“Is it significant?” is the wrong question

Author: Frank Buckler, Ph.D.

Founder of CX-AI.com and CEO of Success Drivers
// Pioneering Causal AI for Insights since 2001 //
Author, Speaker, Father of two, a huge Metallica fan.

Author: Frank Buckler, Ph.D.
Published on: October 6, 2023 * 8 min read

The other day I noticed a post on LinkedIN by an esteemed acquaintance, Ed Rigdon, Professor at Georgia State University in Atlanta USA. I read, “Even though significance tests date back only to the 1930s when Fisher promoted them, and even though they are logically flawed and clearly retard knowledge growth, social science researchers are enslaved by this very bad idea. Even now that the American Statistical Association has explicitly rejected the concept, researchers cling to it desperately.”

Photo: Thomas Fedra

Wow. Tough stuff. Can that be true? In business, when you look at market research and analysis results, two questions often come up: is this representative and is this significant? In other words, “is it true for everyone” and “is the impact large”? If we ignore representativeness today, it is common practice – both in science and in companies – to answer with the P-value. It is also known as significance value or probability of error. With 0.001 the P-value is really good and in practice sometimes even 0.1 is accepted as sufficient. The significance is used as a judge between right and wrong.

I look at the official statement of the American Statistical Association on the P-value:

Principle 1: P-values can indicate whether data are inconsistent with a particular statistical model.
Principle 2: P values do not measure the probability that the hypothesis under study is true or the probability that the data are due to chance alone.
Principle 3: Scientific conclusions and business or policy decisions should not be based solely on whether a P value exceeds a certain threshold.
Principle 4: Proper conclusions require full reporting and transparency.
Principle 5: A P value or statistical significance is not a measure of the size of an effect or the significance of a result.
Principle 6: A P value alone is not a good measure of evidence for a model or hypothesis.

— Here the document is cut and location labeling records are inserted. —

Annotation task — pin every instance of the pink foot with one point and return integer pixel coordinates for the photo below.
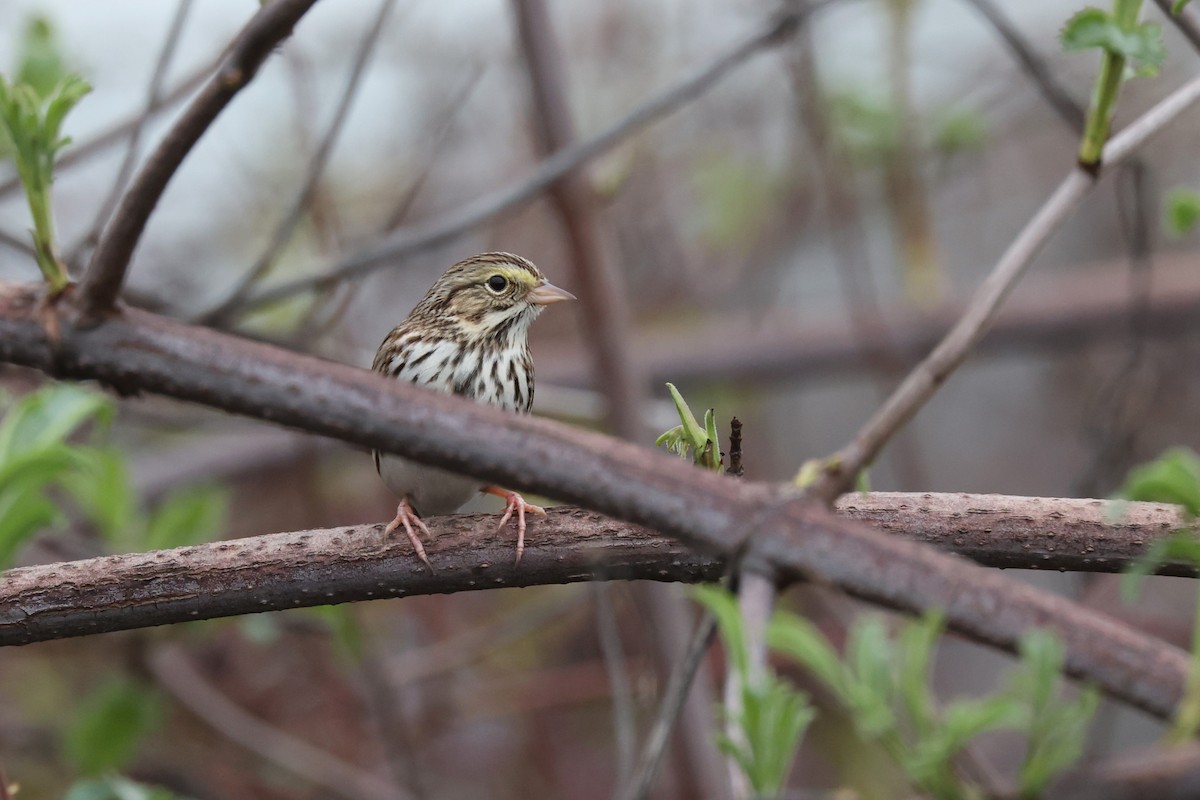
(407, 517)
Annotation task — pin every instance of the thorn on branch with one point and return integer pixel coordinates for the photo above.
(735, 465)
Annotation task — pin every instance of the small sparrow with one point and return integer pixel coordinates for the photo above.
(469, 337)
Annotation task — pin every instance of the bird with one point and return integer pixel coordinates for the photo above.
(468, 336)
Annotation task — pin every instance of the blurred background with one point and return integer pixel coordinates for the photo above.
(783, 246)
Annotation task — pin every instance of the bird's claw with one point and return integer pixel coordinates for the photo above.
(514, 501)
(407, 517)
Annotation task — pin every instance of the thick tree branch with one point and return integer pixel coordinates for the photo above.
(141, 352)
(106, 271)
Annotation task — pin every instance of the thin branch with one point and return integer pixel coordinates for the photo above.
(1086, 306)
(677, 691)
(409, 241)
(141, 352)
(154, 97)
(1054, 92)
(953, 349)
(607, 319)
(174, 672)
(1187, 20)
(219, 314)
(106, 272)
(114, 134)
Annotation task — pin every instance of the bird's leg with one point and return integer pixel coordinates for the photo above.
(514, 501)
(407, 517)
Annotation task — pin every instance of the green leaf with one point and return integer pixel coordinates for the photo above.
(1173, 477)
(117, 788)
(801, 639)
(1182, 211)
(869, 655)
(1181, 547)
(100, 486)
(187, 517)
(724, 606)
(111, 725)
(1141, 43)
(41, 64)
(918, 639)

There now seems to be a scientific consensus in the American Statistical Association that the practice of using significance values is not very useful, if not dangerous. Why dangerous? Because it declares relationships to be “true” that, when viewed holistically, are not. Therefore, wrong decisions and low ROI are preprogrammed for the practice. Read here.

Get your FREE hardcopy of the “CX Insights Manifesto”

FREE for all client-side Insights professionals.
We ship your hardcopy to USA, CA, UK, GER, FR, IT, and ESP.

Significance can be created arbitrarily

Language usage is a bad advisor. We all know sentences like “Mr. Y had a significant impact on X”. What is meant here is “great” or “significant.” But if something is statistically significant, it does not mean that it must be significant. On the contrary, something statistically significant can also be very small and insignificant. What is significant is that a correlation between data is so clear that it is not based on chance.

In market research parlance, significant is thus “proven to be true.” But nothing is set in stone. In science, the term “p-hacking” has emerged. Models, hypotheses and data are changed and trimmed until the P-value is below the targeted threshold. If “P-hacking” is already commonplace in science, what does it look like in market research practice?

Significance has nothing to do with relevance

In practice, just about any correlation becomes significant if only the sample is large enough. Significance does not measure how strong a correlation is, but whether it can be assumed to be true or present.

A strong correlation usually needs a smaller sample to become significant. This phenomenon often leads to the misunderstanding that significance also measures relevance. This is not the case. Every Swabian is a German but not every German is a Swabian. So a minimal effect can be significant. But all this is clear to many market researchers. The real problem lies elsewhere:

Join the World's #1 "CX Analytics Masters" Course

Significance in itself says nothing

Who doesn’t know them, the harebrained examples of correlation like the one between the “age of Miss America of a year” and the “number of murders with steam or other hot objects”. At N=8 years, this statistic already has a P-value of 0.001.

Correlation is not causation

An example could not be clearer to show how unsuitable the P-value is for testing a correlation for its truth. But why is it still used as a judge of right or wrong? The answer is many and varied.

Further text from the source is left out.